Nesse sentido, o acesso direto a aparelhos telefônicos e à residência de suspeitos, sem autorização judicial, fora das hipóteses de flagrante e sem o estabelecimento de procedimentos bem delimitados que garantam a observância dos direitos fundamentais, também conflita com o direito fundamental à não autoincriminação.
É por isso que essas medidas devem ser submetidas à prévia decisão judicial, como garantia procedimental in concreto através da qual sejam analisados e registrados, especificamente, os fundamentos que possam afastar os direitos fundamentais envolvidos. Ou seja, a existência de prévia decisão judicial é capaz de demonstrar a necessidade, adequação e proporcionalidade da pretensão dos órgãos de segurança ao acesso aos dados, às informações e à residência dos suspeitos. Permite, ainda, o controle desses fundamentos.
Em seguida, o julgamento foi suspenso em virtude do pedido de vista da ministra Cármen Lúcia.
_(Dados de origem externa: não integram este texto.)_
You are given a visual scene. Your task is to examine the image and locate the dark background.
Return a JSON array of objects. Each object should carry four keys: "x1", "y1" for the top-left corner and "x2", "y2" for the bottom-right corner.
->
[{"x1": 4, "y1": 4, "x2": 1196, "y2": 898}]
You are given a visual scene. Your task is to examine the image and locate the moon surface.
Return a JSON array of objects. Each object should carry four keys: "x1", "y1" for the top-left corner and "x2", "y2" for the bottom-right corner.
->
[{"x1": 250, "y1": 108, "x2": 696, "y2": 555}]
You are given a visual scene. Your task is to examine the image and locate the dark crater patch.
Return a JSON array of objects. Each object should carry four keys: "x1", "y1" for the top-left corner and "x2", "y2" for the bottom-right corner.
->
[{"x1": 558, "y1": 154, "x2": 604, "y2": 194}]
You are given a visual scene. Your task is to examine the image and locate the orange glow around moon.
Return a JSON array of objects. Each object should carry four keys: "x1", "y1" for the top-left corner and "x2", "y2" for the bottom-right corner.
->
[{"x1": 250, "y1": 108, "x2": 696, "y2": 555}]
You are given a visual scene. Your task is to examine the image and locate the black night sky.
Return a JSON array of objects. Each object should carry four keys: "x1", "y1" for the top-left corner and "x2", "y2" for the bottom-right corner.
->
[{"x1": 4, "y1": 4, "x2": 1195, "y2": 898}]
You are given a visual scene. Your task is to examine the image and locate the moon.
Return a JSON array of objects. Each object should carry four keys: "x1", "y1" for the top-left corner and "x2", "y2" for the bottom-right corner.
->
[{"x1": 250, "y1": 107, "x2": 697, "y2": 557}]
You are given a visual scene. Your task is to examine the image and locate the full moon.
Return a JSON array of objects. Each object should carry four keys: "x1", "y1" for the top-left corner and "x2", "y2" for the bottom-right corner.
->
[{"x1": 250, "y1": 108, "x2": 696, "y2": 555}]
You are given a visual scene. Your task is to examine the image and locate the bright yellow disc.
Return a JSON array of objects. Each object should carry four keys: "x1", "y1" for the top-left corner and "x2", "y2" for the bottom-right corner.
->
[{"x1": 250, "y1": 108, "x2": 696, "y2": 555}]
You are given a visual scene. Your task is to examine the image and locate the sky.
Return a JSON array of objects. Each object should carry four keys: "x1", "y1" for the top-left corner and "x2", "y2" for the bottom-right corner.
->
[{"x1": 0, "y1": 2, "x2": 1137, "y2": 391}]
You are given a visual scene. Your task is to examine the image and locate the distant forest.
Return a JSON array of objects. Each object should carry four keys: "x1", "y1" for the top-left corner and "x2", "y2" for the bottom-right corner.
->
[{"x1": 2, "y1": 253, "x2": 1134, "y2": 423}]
(1) CF/1988: “Art. 5º Todos são iguais perante a lei, sem distinção de qualquer natureza, garantindo-se aos brasileiros e aos estrangeiros residentes no País a inviolabilidade do direito à vida, à liberdade, à igualdade, à segurança e à propriedade, nos termos seguintes: (...) XII – é inviolável o sigilo da correspondência e das comunicações telegráficas, de dados e das comunicações telefônicas, salvo, no último caso, por ordem judicial, nas hipóteses e na forma que a lei estabelecer para fins de investigação criminal ou instrução processual penal;”
(2) CF/1988: “Art. 5º (...) X – são invioláveis a intimidade, a vida privada, a honra e a imagem das pessoas, assegurado o direito a indenização pelo dano material ou moral decorrente de sua violação;”
(3) Lei 12.965/2014: “Art. 3º A disciplina do uso da internet no Brasil tem os seguintes princípios: (...) II – proteção da privacidade; III – proteção dos dados pessoais, na forma da lei; (...) Art. 7º O acesso à internet é essencial ao exercício da cidadania, e ao usuário são assegurados os seguintes direitos: I – inviolabilidade da intimidade e da vida privada, sua proteção e indenização pelo dano material ou moral decorrente de sua violação; II – inviolabilidade e sigilo do fluxo de suas comunicações pela internet, salvo por ordem judicial, na forma da lei; III – inviolabilidade e sigilo de suas comunicações privadas armazenadas, salvo por ordem judicial; (...) VII – não fornecimento a terceiros de seus dados pessoais, inclusive registros de conexão, e de acesso a aplicações de internet, salvo mediante consentimento livre, expresso e informado ou nas hipóteses previstas em lei; (...) Art. 10. A guarda e a disponibilização dos registros de conexão e de acesso a aplicações de internet de que trata esta Lei, bem como de dados pessoais e do conteúdo de comunicações privadas, devem atender à preservação da intimidade, da vida privada, da honra e da imagem das partes direta ou indiretamente envolvidas. (...) Art. 11. Em qualquer operação de coleta, armazenamento, guarda e tratamento de registros, de dados pessoais ou de comunicações por provedores de conexão e de aplicações de internet em que pelo menos um desses atos ocorra em território nacional, deverão ser obrigatoriamente respeitados a legislação brasileira e os direitos à privacidade, à proteção dos dados pessoais e ao sigilo das comunicações privadas e dos registros.”